Putusan MK terkait uji formil UU Cipta Kerja harus jadi perhatian semua pihak.

Oleh:
Mochamad Januar Rizki
Bacaan 6 Menit

Kedua, penggunaan batu uji masih terbatas.Selain konstitusi, batu uji yang digunakan dalam pengujian formil ialah undang-undang tentang pembentukan peraturan perundang-undangan dan peraturan tata tertib lembaga pembentuk undang-undang. Sebab proses pembentukan undang-undang memang tidak diatur secara rinci dalam UUD 1945.

Dalam praktik, keterbatasan pengaturan menyebabkan Mahkamah Konstitusi melakukan penafsiran konstitusi yang juga terbatas. Tak jarang, dalil permohonan pemohon terpatahkan dengan penilaian Mahkamah Konstitusi bahwa pembentuk undang-undang telah membentuk undang-undang sesuai dengan konstitusi, karena hanya melihat prosedur yang diatur hanya prinsip-prinsipnya di dalam konstitusi.

Padahal justru peran Mahkamah Konstitusi sebagai penjaga konstitusi menuntut MK untuk melihat konstitusi secara luas, melampaui teks yang tertulis. Penggunaan konstitusi sebagai batu uji tidak bisa dibatasi pada sejumlah pasal, tetapi juga menjadikan nilai-nilai konstitusional (constitutional values) dan prinsip-prinsip dasar (basic principles) sebagai panduan dan acuan untuk menilai norma dan tindakan dalam proses pembentukan norma.

 Selain itu, UUD 1945 harus disadari bukan saja merupakan “the supreme source of law,” tetapi juga merupakan “the supreme source of ethics” dalam kehidupan berbangsa dan bernegara. Artinya, UUD 1945 bukan saja merupakan hukum yang tertinggi, tetapi juga etika yang tertinggi dalam kehidupan berbangsa dan bernegara, yang salah satu penjabarannya tertuang dalam Ketetapan MPR No. VI/MPR/2001 tentang Etika Kehidupan Berbangsa yang sampai sekarang masih sah berlaku secara hukum.

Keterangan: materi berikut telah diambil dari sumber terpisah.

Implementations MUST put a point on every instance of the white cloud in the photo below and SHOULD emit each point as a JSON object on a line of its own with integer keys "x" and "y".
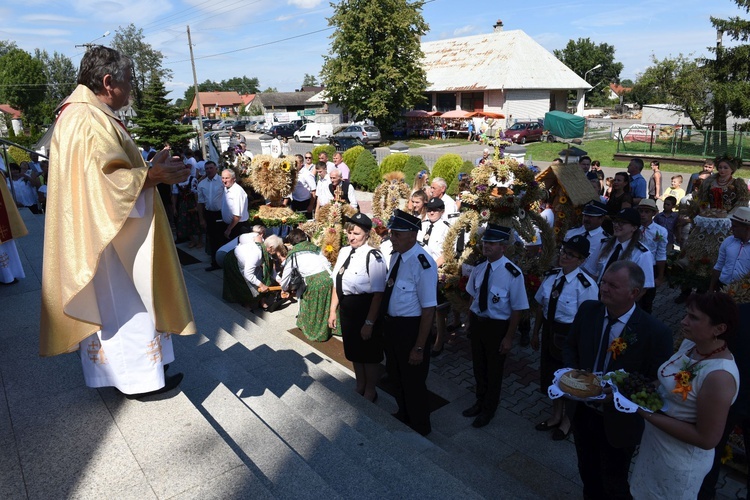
{"x": 304, "y": 4}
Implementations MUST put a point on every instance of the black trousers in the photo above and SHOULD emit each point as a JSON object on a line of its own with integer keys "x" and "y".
{"x": 215, "y": 228}
{"x": 410, "y": 381}
{"x": 603, "y": 468}
{"x": 486, "y": 336}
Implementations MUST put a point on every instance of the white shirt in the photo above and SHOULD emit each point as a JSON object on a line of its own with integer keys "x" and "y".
{"x": 305, "y": 185}
{"x": 211, "y": 193}
{"x": 249, "y": 258}
{"x": 505, "y": 292}
{"x": 573, "y": 294}
{"x": 344, "y": 168}
{"x": 235, "y": 203}
{"x": 733, "y": 261}
{"x": 655, "y": 238}
{"x": 325, "y": 197}
{"x": 640, "y": 255}
{"x": 596, "y": 238}
{"x": 434, "y": 245}
{"x": 357, "y": 278}
{"x": 308, "y": 263}
{"x": 415, "y": 286}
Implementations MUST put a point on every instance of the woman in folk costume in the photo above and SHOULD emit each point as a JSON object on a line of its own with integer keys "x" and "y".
{"x": 11, "y": 227}
{"x": 112, "y": 287}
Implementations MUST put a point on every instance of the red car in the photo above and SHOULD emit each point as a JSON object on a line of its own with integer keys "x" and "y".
{"x": 520, "y": 132}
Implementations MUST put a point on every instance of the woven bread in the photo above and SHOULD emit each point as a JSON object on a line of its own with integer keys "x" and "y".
{"x": 581, "y": 384}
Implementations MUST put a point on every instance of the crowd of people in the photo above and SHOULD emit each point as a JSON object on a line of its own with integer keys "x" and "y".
{"x": 106, "y": 288}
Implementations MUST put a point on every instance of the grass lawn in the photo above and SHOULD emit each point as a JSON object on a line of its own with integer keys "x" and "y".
{"x": 602, "y": 150}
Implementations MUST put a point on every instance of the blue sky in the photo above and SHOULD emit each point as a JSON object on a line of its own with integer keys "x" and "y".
{"x": 278, "y": 41}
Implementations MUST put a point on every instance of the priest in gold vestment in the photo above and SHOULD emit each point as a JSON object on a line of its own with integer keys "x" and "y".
{"x": 112, "y": 286}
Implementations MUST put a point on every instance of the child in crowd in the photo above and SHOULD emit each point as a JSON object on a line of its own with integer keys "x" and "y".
{"x": 675, "y": 189}
{"x": 668, "y": 219}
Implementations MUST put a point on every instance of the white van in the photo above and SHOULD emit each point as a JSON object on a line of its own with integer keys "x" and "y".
{"x": 311, "y": 130}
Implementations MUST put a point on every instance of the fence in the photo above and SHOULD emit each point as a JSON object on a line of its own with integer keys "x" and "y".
{"x": 666, "y": 140}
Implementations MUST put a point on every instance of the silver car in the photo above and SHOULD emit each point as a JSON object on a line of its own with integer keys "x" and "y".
{"x": 369, "y": 134}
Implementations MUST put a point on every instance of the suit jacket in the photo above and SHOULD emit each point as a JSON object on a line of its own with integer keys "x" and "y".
{"x": 649, "y": 345}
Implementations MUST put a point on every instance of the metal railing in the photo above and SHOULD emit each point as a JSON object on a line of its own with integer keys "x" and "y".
{"x": 667, "y": 140}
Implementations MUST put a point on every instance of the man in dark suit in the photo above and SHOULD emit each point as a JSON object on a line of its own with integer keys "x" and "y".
{"x": 605, "y": 438}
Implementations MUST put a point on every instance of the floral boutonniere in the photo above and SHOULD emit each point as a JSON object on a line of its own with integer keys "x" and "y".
{"x": 619, "y": 345}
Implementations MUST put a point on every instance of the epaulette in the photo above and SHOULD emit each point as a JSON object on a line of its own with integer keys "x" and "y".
{"x": 512, "y": 269}
{"x": 423, "y": 260}
{"x": 584, "y": 281}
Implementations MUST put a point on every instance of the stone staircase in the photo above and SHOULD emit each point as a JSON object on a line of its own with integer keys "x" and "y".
{"x": 260, "y": 414}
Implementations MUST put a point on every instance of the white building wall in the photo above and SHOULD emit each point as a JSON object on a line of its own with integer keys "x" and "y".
{"x": 526, "y": 104}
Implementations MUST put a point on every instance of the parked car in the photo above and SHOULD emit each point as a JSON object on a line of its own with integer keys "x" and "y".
{"x": 241, "y": 125}
{"x": 223, "y": 125}
{"x": 368, "y": 134}
{"x": 521, "y": 132}
{"x": 309, "y": 131}
{"x": 342, "y": 143}
{"x": 282, "y": 130}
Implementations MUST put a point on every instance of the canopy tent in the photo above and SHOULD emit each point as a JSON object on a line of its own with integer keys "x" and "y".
{"x": 564, "y": 125}
{"x": 458, "y": 113}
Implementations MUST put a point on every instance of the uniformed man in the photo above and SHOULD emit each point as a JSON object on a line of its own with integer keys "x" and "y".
{"x": 498, "y": 297}
{"x": 593, "y": 216}
{"x": 563, "y": 290}
{"x": 734, "y": 253}
{"x": 626, "y": 245}
{"x": 655, "y": 238}
{"x": 409, "y": 303}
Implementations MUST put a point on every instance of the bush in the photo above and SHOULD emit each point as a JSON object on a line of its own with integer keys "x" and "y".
{"x": 414, "y": 165}
{"x": 327, "y": 148}
{"x": 447, "y": 167}
{"x": 350, "y": 157}
{"x": 393, "y": 163}
{"x": 466, "y": 168}
{"x": 365, "y": 174}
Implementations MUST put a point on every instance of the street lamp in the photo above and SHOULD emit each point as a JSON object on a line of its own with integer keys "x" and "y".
{"x": 589, "y": 71}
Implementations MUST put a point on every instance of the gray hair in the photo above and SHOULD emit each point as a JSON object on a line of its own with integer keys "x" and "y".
{"x": 636, "y": 277}
{"x": 101, "y": 61}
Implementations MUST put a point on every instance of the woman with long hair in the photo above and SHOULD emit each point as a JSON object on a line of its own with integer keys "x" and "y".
{"x": 699, "y": 383}
{"x": 359, "y": 276}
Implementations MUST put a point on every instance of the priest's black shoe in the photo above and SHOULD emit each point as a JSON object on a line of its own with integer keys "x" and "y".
{"x": 170, "y": 383}
{"x": 482, "y": 420}
{"x": 473, "y": 411}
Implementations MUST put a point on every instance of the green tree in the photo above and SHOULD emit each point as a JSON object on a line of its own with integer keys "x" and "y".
{"x": 679, "y": 81}
{"x": 23, "y": 83}
{"x": 581, "y": 55}
{"x": 309, "y": 81}
{"x": 61, "y": 81}
{"x": 374, "y": 69}
{"x": 156, "y": 118}
{"x": 129, "y": 40}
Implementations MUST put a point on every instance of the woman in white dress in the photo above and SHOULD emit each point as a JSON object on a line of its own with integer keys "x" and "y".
{"x": 698, "y": 383}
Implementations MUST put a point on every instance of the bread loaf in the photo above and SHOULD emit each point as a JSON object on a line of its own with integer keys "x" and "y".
{"x": 581, "y": 384}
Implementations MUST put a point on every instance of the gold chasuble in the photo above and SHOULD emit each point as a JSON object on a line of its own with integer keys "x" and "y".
{"x": 96, "y": 175}
{"x": 11, "y": 224}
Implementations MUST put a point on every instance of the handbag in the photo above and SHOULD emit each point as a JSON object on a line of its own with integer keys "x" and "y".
{"x": 296, "y": 281}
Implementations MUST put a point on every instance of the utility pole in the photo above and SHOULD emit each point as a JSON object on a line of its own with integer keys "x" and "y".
{"x": 201, "y": 138}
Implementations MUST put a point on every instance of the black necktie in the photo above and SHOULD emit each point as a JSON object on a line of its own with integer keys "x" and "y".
{"x": 389, "y": 285}
{"x": 554, "y": 297}
{"x": 340, "y": 275}
{"x": 483, "y": 289}
{"x": 614, "y": 256}
{"x": 426, "y": 236}
{"x": 604, "y": 345}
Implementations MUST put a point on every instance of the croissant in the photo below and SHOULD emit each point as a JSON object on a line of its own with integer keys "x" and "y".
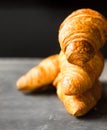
{"x": 82, "y": 34}
{"x": 79, "y": 105}
{"x": 76, "y": 79}
{"x": 39, "y": 76}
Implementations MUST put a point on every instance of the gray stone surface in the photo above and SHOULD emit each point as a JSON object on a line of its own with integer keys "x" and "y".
{"x": 42, "y": 110}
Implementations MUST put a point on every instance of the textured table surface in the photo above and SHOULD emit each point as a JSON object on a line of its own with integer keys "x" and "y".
{"x": 42, "y": 111}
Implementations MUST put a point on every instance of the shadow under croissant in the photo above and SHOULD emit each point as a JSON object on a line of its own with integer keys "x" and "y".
{"x": 44, "y": 90}
{"x": 100, "y": 110}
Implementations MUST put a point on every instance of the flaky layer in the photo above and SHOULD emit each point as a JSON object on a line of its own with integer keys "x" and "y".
{"x": 82, "y": 34}
{"x": 79, "y": 105}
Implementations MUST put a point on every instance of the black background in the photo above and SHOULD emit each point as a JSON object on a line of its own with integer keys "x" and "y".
{"x": 30, "y": 28}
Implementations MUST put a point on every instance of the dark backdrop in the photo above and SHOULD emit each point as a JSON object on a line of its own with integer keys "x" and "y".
{"x": 30, "y": 28}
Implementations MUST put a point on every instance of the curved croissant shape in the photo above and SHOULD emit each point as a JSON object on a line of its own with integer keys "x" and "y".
{"x": 76, "y": 79}
{"x": 79, "y": 105}
{"x": 82, "y": 34}
{"x": 39, "y": 76}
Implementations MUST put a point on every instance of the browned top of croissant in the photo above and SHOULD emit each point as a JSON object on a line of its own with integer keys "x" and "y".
{"x": 82, "y": 34}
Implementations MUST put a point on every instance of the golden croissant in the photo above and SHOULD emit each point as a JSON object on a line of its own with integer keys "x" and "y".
{"x": 76, "y": 69}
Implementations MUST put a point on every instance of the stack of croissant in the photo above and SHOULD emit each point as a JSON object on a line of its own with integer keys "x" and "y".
{"x": 76, "y": 69}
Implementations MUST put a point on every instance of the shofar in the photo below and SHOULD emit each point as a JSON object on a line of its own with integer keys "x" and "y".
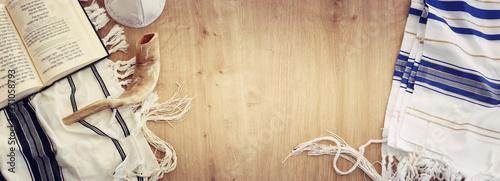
{"x": 147, "y": 71}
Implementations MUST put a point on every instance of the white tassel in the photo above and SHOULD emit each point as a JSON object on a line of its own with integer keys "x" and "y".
{"x": 173, "y": 110}
{"x": 341, "y": 149}
{"x": 410, "y": 166}
{"x": 117, "y": 68}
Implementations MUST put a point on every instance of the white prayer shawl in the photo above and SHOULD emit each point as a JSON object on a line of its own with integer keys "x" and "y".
{"x": 449, "y": 107}
{"x": 109, "y": 145}
{"x": 443, "y": 114}
{"x": 105, "y": 146}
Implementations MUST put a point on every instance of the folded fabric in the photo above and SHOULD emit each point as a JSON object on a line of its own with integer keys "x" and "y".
{"x": 449, "y": 106}
{"x": 112, "y": 144}
{"x": 442, "y": 118}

Karena itu, etika konstitusi (constitutional ethics) harus dilihat juga sebagai sumber rujukan konstitusional yang sah untuk menilai proses pembahasan dan pengesahan undang-undang.

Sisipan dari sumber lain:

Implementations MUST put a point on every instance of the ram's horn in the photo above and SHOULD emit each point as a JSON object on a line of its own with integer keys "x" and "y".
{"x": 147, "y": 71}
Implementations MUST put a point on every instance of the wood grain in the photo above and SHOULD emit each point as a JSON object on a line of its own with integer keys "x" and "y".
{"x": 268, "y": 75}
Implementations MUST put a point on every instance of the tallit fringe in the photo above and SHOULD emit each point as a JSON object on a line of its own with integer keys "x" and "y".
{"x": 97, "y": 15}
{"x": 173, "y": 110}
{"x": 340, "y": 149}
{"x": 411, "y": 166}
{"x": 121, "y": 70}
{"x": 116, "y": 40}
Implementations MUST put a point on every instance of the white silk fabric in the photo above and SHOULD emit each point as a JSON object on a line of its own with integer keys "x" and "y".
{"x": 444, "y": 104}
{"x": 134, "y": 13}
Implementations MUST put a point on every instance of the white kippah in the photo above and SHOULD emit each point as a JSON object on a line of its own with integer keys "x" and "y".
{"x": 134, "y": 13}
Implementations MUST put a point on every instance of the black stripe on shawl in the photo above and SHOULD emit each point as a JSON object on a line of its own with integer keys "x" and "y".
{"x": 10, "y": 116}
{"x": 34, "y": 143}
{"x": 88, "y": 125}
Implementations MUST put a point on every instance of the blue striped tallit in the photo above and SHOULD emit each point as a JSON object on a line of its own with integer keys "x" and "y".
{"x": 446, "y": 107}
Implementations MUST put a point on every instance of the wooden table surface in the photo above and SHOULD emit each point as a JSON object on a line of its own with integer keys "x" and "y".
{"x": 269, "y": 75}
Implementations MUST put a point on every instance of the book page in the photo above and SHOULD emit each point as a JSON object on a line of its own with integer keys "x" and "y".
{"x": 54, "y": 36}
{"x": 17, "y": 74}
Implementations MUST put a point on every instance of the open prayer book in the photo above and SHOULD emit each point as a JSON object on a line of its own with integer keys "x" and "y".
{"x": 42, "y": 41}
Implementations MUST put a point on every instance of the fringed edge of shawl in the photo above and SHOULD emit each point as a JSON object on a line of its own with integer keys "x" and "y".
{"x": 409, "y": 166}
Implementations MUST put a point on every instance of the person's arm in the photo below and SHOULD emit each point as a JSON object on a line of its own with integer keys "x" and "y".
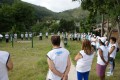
{"x": 101, "y": 55}
{"x": 67, "y": 69}
{"x": 9, "y": 64}
{"x": 52, "y": 68}
{"x": 77, "y": 57}
{"x": 111, "y": 50}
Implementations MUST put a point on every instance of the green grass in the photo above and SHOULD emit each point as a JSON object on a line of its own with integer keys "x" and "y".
{"x": 75, "y": 47}
{"x": 29, "y": 63}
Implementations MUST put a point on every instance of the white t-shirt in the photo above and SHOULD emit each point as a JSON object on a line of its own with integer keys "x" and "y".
{"x": 105, "y": 55}
{"x": 59, "y": 56}
{"x": 113, "y": 54}
{"x": 4, "y": 56}
{"x": 84, "y": 64}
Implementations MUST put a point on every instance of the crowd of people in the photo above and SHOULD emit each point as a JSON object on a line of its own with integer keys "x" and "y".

Ketiga, Mahkamah Konstitusi lebih mengedepankan asas kemanfaatan daripada asas keadilan dan kepastian hukum, dalam konteks tiga pertimbangan asas dari Gustav Radbruch (1932) yang kerap digunakan dalam penalaran hukum.

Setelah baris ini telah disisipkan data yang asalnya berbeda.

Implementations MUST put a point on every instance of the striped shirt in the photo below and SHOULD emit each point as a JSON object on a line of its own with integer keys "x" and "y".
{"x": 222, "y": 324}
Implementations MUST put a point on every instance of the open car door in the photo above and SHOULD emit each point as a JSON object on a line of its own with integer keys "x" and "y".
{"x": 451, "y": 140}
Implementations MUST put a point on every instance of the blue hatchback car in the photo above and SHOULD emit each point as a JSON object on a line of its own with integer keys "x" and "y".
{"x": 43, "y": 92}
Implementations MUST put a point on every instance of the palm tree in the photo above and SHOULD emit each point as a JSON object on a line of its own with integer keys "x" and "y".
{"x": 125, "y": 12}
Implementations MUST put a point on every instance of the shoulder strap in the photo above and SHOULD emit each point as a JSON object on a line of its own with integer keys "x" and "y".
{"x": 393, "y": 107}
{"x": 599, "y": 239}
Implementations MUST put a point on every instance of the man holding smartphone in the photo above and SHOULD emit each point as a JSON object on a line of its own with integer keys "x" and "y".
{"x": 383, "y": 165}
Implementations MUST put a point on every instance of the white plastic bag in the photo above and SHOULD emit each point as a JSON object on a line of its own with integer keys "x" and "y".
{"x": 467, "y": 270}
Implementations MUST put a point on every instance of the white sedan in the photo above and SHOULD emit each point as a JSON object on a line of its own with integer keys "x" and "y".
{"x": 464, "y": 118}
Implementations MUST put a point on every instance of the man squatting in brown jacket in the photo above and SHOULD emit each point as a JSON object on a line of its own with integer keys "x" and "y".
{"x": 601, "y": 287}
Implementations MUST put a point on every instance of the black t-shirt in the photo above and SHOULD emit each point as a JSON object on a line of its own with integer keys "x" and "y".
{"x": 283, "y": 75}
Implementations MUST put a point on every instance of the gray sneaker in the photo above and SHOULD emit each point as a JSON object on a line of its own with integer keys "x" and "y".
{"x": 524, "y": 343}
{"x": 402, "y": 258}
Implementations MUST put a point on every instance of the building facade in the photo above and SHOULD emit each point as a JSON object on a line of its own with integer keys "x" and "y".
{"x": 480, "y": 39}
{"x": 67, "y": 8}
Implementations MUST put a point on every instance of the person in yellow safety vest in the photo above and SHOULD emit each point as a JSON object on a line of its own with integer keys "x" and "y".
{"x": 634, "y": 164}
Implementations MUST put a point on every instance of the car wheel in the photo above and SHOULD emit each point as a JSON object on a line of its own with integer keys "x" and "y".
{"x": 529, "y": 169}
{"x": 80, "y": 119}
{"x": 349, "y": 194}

Asas kemanfaatan ini pernah digunakan MK dalam memutus perkara pengujian formil No. 27/PUU-VII/2009 tentang pengujian Undang-Undang No. 3 Tahun 2009 tentang Mahkamah Agung (UU MA). Menurut pandangan Mahkamah Konstitusi, meskipun terdapat cacat prosedural dalam pembentukan UU MA, tetapi secara materil UU MA tidak menimbulkan persoalan hukum.